Migné : “Transformer la pression en énergie”

Interrogé sur l’impact d’un match à guichets fermés dans une ambiance entièrement acquise aux Honduriens, Sébastien Migné a répondu sans détour. “En acceptant cette mission, je savais que tous les matchs auraient lieu à l’extérieur, puisque malheureusement la situation ne permet pas de recevoir à domicile. C’est un énorme manque pour les garçons parce que le 12ème homme n’est pas neutre. On a essayé de renverser la chose et de se servir de ces matchs à guichets fermés avec une ambiance de feu pour se motiver. Je leur demande de se rappeler quand ils étaient gamins, c’était pour espérer jouer des matchs dans des ambiances pareilles. Donc on a cette chance là, on va essayer de ce servir de l’influence dans le stade même si elle sera pro hondurienne pour puiser une énergie supplementaire et performer. On est aussi en mission, on le sait.”

Le sélectionneur a aussi insisté sur la résilience haïtienne : “Rien n’est facile, pour l’Haïtien en général, et pour notre équipe nationale. On essaie de se servir de ça au niveau motivationnel. Je pense que les garçons sauront répondre présent, j’ai aucun doute à ce sujet.”

Sur le plan sportif, Migné a confirmé que des ajustements sont prévus par rapport à la rencontre précédente : “Quand on enchaîne deux matchs à forte intensité en trois jours, il faut savoir gérer. Déjà avec l’absence d’Arcus, il y aura de nouvelles têtes. Les règles internationales nous permettent cinq changements : il y aura onze Grenadiers pour démarrer, mais aussi cinq finisseurs capables d’apporter une énergie nouvelle comme lors du dernier match et instaurera meilleure dynamique possible. Ce n’est qu’ensemble que nous pouvons espérer quelque chose. À onze, nous n’y arriverons pas. Seul je n’y arriverai pas.

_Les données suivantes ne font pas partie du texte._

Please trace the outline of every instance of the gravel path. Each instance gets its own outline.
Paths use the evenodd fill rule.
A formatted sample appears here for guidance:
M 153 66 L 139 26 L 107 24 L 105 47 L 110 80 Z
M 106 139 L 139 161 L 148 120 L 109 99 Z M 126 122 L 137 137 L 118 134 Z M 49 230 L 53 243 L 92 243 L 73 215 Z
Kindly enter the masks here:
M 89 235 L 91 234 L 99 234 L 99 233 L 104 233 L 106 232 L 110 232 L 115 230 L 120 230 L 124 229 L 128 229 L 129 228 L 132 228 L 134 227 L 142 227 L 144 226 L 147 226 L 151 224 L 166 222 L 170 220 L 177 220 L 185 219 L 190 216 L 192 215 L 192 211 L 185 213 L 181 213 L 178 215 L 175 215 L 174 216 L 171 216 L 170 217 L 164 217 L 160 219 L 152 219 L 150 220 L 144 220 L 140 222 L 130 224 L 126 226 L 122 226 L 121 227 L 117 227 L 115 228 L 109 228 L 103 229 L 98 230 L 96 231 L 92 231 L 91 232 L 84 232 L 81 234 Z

C’est collectivement, tous orientés vers le même objectif, que nous aurons une chance.”

Placide : “Je vis mes dernières sélections pleinement”

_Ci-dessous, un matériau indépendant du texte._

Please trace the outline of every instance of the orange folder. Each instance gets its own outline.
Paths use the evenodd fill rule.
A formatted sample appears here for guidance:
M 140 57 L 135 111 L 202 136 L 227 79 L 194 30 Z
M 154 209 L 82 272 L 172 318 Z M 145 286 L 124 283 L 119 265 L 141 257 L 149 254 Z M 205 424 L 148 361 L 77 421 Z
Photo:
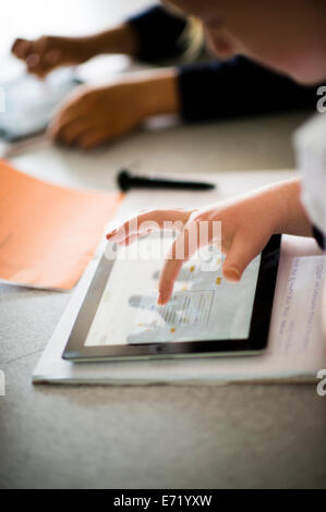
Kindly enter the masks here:
M 71 289 L 121 198 L 51 185 L 0 160 L 0 280 Z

Toujours calme et lucide, Johnny Placide, capitaine emblématique de la sélection a parlé avec franchise. “On a la chance d’avoir dans cette sélection des cadres présents depuis longtemps : Arcus, Nazon, Frantzdy, Adé… Ces joueurs sont là pour accompagner les jeunes et on essaie de transmettre ce qu’on a vécu. Ça n’a pas toujours été facile, mais on leur rappelle que porter ce maillot est très important. Il a beaucoup de valeur”

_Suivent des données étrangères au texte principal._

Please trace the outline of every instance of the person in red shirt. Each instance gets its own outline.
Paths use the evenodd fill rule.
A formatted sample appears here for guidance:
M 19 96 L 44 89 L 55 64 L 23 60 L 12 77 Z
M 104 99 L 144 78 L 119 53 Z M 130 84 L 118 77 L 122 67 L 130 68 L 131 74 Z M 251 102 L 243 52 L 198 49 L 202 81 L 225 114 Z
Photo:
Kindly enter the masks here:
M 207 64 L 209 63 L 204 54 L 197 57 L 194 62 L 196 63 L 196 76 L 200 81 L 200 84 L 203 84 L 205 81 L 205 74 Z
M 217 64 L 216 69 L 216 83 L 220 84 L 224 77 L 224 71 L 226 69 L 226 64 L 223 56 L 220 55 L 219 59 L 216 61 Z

L’ancien gardien de Reims, aujourd’hui à Bastia, incarne cette continuité et ce sens du devoir : “Ce n’est pas un rôle difficile pour moi, je le fais en club. J’essaie juste, par quelques mots avant les matchs, d’aider le groupe à rester concentré. Et puis, on a la chance d’avoir une équipe qui vit bien ensemble. C’est plus facile pour nous d’intégrer les nouveaux joueurs et les plus jeunes.”

Placide, conscient que chaque rassemblement pourrait être son dernier, savoure chaque instant : “Je pense que tout le monde le sait, je vis mes dernières sélections. Je vis ça pleinement. Mon objectif a toujours été d’amener Haïti dans une compétition mondiale. Aujourd’hui, je crois qu’on a peut-être la meilleure génération depuis que je suis en sélection. On a de la qualité dans tous les secteurs. Alors je veux aller au bout, sans regret, en donnant tout, pour finir sur une bonne note.”

Une équipe entre douleur et espoir

Dans un contexte où Haïti ne peut toujours pas accueillir ses matchs à domicile, l’équipe nationale avance comme un symbole de courage. Entre le réalisme de Migné et la passion tranquille de Placide, les Grenadiers se présentent à Tegucigalpa avec une idée claire : jouer pour exister, exister pour inspirer.

Demain, ce ne sera pas seulement un match de football. Ce sera un moment d’unité, d’orgueil et de résistance. Une façon pour Haïti, de continuer, à croire.